Vor einiger Zeit sind wir auf verschiedene Projekte mit Magneten gestoßen, darunter ihre Reaktion mit dem Eisen im Blut und die Möglichkeit, ihr Magnetfeld mithilfe von Ferrofluiden sichtbar zu machen. Neodym-Magnete sind relativ günstig und nehmen einen besonderen Platz in Heimwerker-Experimenten und der DIY-Welt ein, aber wir sollten nicht vergessen, dass sie Respekt fordern.
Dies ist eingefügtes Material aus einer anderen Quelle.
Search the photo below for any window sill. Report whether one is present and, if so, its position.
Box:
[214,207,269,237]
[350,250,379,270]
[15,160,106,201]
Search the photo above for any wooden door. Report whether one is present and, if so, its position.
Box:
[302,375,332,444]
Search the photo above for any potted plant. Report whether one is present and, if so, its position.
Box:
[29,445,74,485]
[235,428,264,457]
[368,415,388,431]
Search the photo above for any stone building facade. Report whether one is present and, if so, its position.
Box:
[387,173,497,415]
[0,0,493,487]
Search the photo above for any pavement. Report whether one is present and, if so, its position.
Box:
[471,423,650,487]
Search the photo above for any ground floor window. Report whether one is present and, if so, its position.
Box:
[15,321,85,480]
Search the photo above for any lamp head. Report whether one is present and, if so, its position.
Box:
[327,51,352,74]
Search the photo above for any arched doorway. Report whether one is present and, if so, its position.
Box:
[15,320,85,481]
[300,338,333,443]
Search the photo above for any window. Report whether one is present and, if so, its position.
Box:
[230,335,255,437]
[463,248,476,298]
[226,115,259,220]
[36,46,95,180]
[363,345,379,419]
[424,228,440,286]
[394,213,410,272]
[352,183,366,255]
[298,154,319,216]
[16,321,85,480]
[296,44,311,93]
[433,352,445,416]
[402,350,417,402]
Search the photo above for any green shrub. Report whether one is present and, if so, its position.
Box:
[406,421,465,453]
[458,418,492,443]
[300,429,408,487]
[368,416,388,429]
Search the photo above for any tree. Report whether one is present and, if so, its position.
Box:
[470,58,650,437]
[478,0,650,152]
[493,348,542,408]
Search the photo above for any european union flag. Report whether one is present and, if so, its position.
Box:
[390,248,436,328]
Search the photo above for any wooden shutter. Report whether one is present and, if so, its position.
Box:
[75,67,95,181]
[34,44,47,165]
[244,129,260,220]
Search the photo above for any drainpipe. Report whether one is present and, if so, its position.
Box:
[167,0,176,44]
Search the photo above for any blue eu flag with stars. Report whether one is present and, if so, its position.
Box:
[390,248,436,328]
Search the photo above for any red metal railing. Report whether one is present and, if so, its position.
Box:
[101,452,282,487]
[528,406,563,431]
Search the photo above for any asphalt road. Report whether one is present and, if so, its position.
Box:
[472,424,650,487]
Die stärksten Magnete können schwere Verletzungen verursachen, und wir möchten nicht, dass jemand im Krankenhaus landet. Abgesehen davon: Wenn du einen Neodym-Magneten und eine dicke Kupferplatte zur Hand hast (Aluminium funktioniert auch), wirst du ein recht seltsames Verhalten beobachten …
Neodym-Magnete und Kupfer
Ja, es ist, als wäre die Kupferoberfläche mit einer transparenten, zähen Schicht bedeckt, die den Magneten verlangsamt. Selbst wenn wir ihn direkt darauf werfen, erleidet er keinen vollständigen Aufprall, sondern wird im letzten Moment abgebremst.
Wenn sich ein starkes Magnetfeld durch Kupfer bewegt, verursacht es eine Neuordnung der Elektronen, die einem kreisförmigen Muster folgen, das senkrecht zur Richtung des sich nähernden Magnetfelds steht. Der Punkt ist, dass die Elektronen dieser plötzlichen Änderung Widerstand leisten, indem sie ein eigenes Magnetfeld erzeugen.
Nun gibt es hier weder Anziehung noch Abstoßung (nur Widerstand), und es ist auch keine Eigenschaft des Kupfers. Letzteres lässt sich nachweisen, indem man einen Neodym-Magneten durch die Mitte einer offenen Kupferspule führt. Wäre das Kupfer für diese „Verzögerung“ verantwortlich, würde der Magnet in allen Fällen reagieren, aber mit der offenen Spule fällt er wie ein Stein.
Wird die Spule geschlossen, wird der Impuls des Magneten in elektrischen Strom umgewandelt. Eine hervorragende Möglichkeit, diesen Prozess zu visualisieren, ist die Verwendung einer einfachen LED als Brücke. Gleichzeitig ermöglicht der Widerstand, der durch die elektrische Induktivität im Kupfer entsteht, einem Magneten zu schweben, wenn man einen zweiten Magneten auf die andere Seite der Platte legt.
Die gesamte Energie wird vom Kupfer als Wärme abgegeben, ein Verlust, der im Allgemeinen unerwünscht ist, aber reale Anwendungen hat, beispielsweise die Bremsen von Hochgeschwindigkeitszügen.